The Energy and Mineral Resources Ministry’s mineral and coal director-general, Bambang Gatot Ariyono, said on Tuesday that despite the fund being in place since 2011, only 48 percent of all holders of mining permits, known as IUP, in the country had made deposits to finance rehabilitation activities by regional administrations where they operated. He described the progress as “very slow.”
As of last year, there were 9,721 IUP holders in Indonesia, home to abundant natural resources, including coal, gold, tin, nickel and bauxite, according to the ministry’s data.
However, only 6,335 of these had obtained “clean-and-clear” (CnC) status, which acknowledges the holders’ compliance with environmental policies as well as tax and non-tax financial obligations, while also assuring their mining sites are free from overlapping land rights.
“We’ve tried everything from sending warning letters to temporarily suspending the operation of some miners,” said Bambang. “Moreover, we won’t process any of their proposals to secure other permits, including export licenses, if they still fail to comply with the policy.”
As a result, a number of mining regions are currently facing severe environmental damage, including Bangka Belitung Islands, Indonesia’s top tin-producing province, where the commodity is mined to feed the electronics and automotive industries, among other sectors.
As of last year, there were 601 non-CnC mining permit holders in Bangka Belitung Islands, or 55 percent of the total permit holders in the province off Sumatra Island.
According to the Indonesian Forum for the Environment (Walhi), 1.05 million hectares of the total 1.63 million ha of land in Bangka Belitung Islands are currently in a critical condition caused by heavy tin mining that has spanned three centuries.
Some 20,000 abandoned pits exist in the province leading to more than 50 deaths annually, according to Walhi’s estimate.
“We hope the government can take firm action to fully ban mining activities in Bangka Belitung Islands.

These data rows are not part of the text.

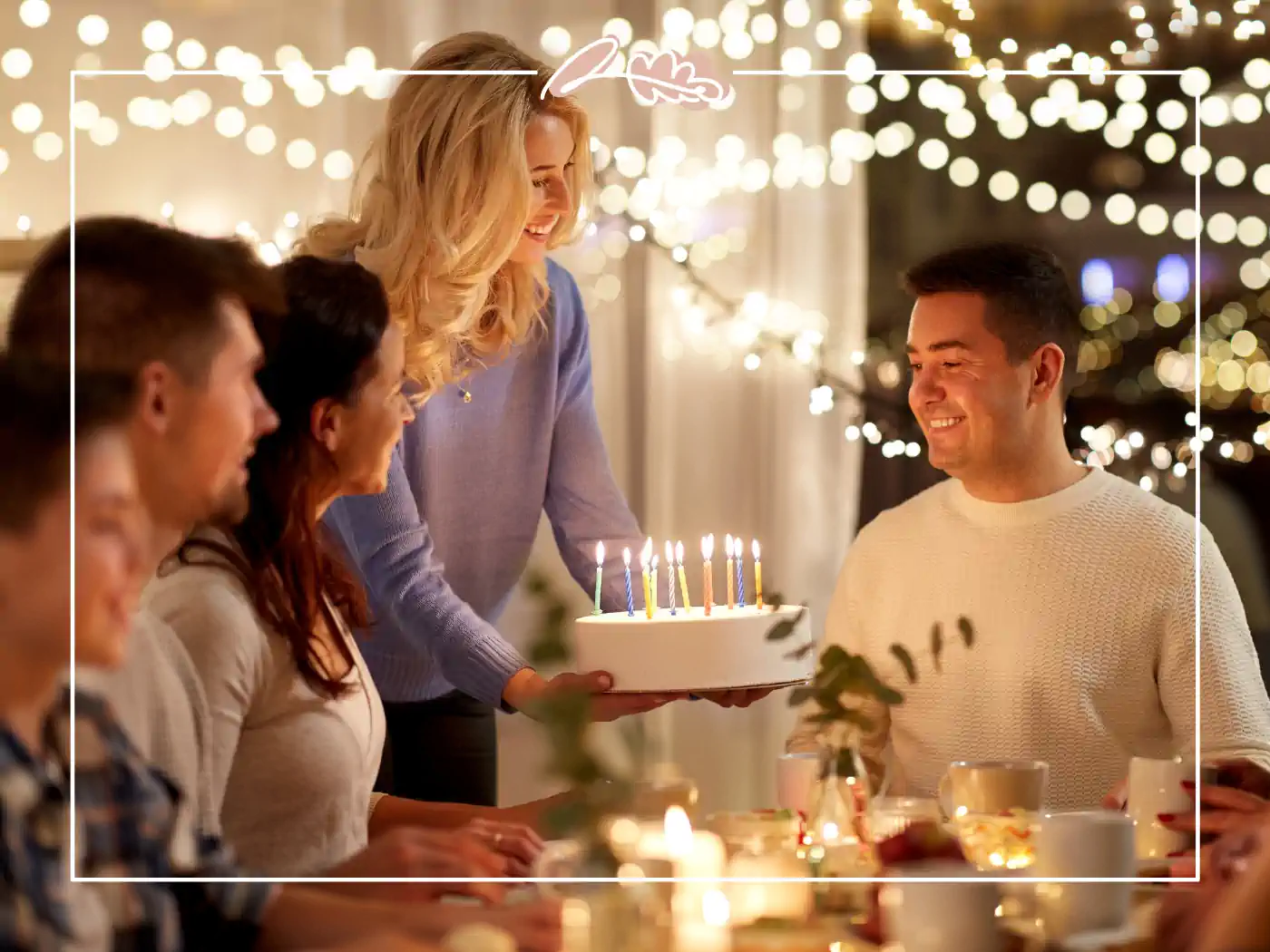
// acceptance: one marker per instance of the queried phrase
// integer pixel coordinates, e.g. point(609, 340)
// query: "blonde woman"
point(470, 183)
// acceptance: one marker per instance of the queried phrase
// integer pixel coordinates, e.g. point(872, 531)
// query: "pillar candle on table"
point(630, 599)
point(758, 577)
point(669, 574)
point(683, 577)
point(729, 577)
point(600, 573)
point(645, 556)
point(708, 586)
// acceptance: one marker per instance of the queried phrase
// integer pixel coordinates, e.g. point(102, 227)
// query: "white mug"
point(940, 917)
point(796, 777)
point(1088, 844)
point(991, 787)
point(1156, 787)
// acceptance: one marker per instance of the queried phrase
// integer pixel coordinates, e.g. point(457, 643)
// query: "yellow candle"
point(758, 577)
point(653, 588)
point(683, 575)
point(708, 586)
point(728, 573)
point(644, 556)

Then, mining companies should immediately restore the environment as obligated by existing regulations,” said Ratno Budi, the executive director of Walhi’s Bangka Belitung Islands chapter.

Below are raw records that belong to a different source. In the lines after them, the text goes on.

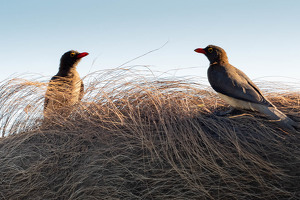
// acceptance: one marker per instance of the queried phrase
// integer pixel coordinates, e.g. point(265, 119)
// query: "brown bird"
point(65, 88)
point(237, 89)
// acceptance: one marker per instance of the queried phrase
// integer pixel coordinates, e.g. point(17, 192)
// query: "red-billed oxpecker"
point(237, 89)
point(65, 88)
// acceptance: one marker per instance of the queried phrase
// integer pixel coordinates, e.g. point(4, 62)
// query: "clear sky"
point(261, 37)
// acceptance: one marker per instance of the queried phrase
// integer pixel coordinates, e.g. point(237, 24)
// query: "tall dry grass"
point(138, 136)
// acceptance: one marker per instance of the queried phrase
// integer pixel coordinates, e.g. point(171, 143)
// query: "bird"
point(66, 88)
point(236, 88)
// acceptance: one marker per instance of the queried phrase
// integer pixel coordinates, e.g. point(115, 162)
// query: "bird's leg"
point(227, 112)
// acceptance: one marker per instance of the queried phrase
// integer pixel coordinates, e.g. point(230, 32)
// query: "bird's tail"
point(274, 114)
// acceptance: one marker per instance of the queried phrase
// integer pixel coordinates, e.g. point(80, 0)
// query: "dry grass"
point(137, 136)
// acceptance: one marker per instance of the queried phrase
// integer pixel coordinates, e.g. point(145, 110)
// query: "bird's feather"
point(232, 82)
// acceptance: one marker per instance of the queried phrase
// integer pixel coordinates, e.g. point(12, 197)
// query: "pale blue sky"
point(261, 38)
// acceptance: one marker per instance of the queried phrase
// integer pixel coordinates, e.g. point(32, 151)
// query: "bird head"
point(213, 53)
point(71, 58)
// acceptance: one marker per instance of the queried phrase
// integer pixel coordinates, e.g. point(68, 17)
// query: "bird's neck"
point(221, 61)
point(67, 71)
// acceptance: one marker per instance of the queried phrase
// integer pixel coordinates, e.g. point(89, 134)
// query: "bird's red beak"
point(199, 50)
point(81, 55)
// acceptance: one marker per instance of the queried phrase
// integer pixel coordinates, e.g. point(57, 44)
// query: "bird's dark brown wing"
point(232, 82)
point(49, 88)
point(81, 91)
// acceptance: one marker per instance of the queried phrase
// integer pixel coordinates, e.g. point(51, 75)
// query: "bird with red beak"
point(236, 88)
point(65, 88)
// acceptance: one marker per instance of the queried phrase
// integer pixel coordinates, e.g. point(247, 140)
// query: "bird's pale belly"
point(236, 103)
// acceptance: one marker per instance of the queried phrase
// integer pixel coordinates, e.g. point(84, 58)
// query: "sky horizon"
point(260, 37)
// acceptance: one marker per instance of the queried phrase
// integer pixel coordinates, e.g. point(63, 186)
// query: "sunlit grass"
point(136, 135)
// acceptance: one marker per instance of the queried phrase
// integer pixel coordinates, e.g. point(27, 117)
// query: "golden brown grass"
point(137, 136)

The government could no longer force Bangka Belitung Islands to depend on mining to drive the province’s economy, especially because of its gradually shrinking tin reserves.
According to the Indonesian Association of Tin Exporters (AETI), tin production fell to 63,519 tons last year from 101,400 tons in 2012.
Data from Central Statistics Agency (BPS) also reveals the continuing decline in the mining and excavation sectors’ contribution to the regional gross domestic product (GDP) to 12.4 percent in the first half of this year from 15.5 percent five years ago.
Executive director of the Indonesian Center for Environmental Law (ICEL) Henri Subagiyo also made a similar call, saying that the government had to focus on reforming the country’s mining sector to preserve the environment, including by issuing a national moratorium on tin-mining licenses in Bangka Belitung Islands.
Bangka Belitung Governor Erzaldi Rosman Djohan has decided to postpone the issuance of new tin-mining licenses or extending old ones for the next two or three months until it finishes a new gubernatorial regulation (Pergub) to curb illegal mining activities in the province.
“A national moratorium will be a fair decision for the government to balance its needs in boosting the country’s economy and protecting the environment,” Henri said.
Nevertheless, Indonesian Mining Association (IMA) chairman Ido Hutabarat said many mining companies had voiced concerns over the government’s overlapping policies, especially those pertaining to efforts to protect the environment.
“After obtaining the forest area utilization permits [IPPKH], miners are certainly required to pay for the reclamation activities. However, at the same time, the government also forces us to rehabilitate the river basin area [DAS]. It is just too expensive for us,” Ido said.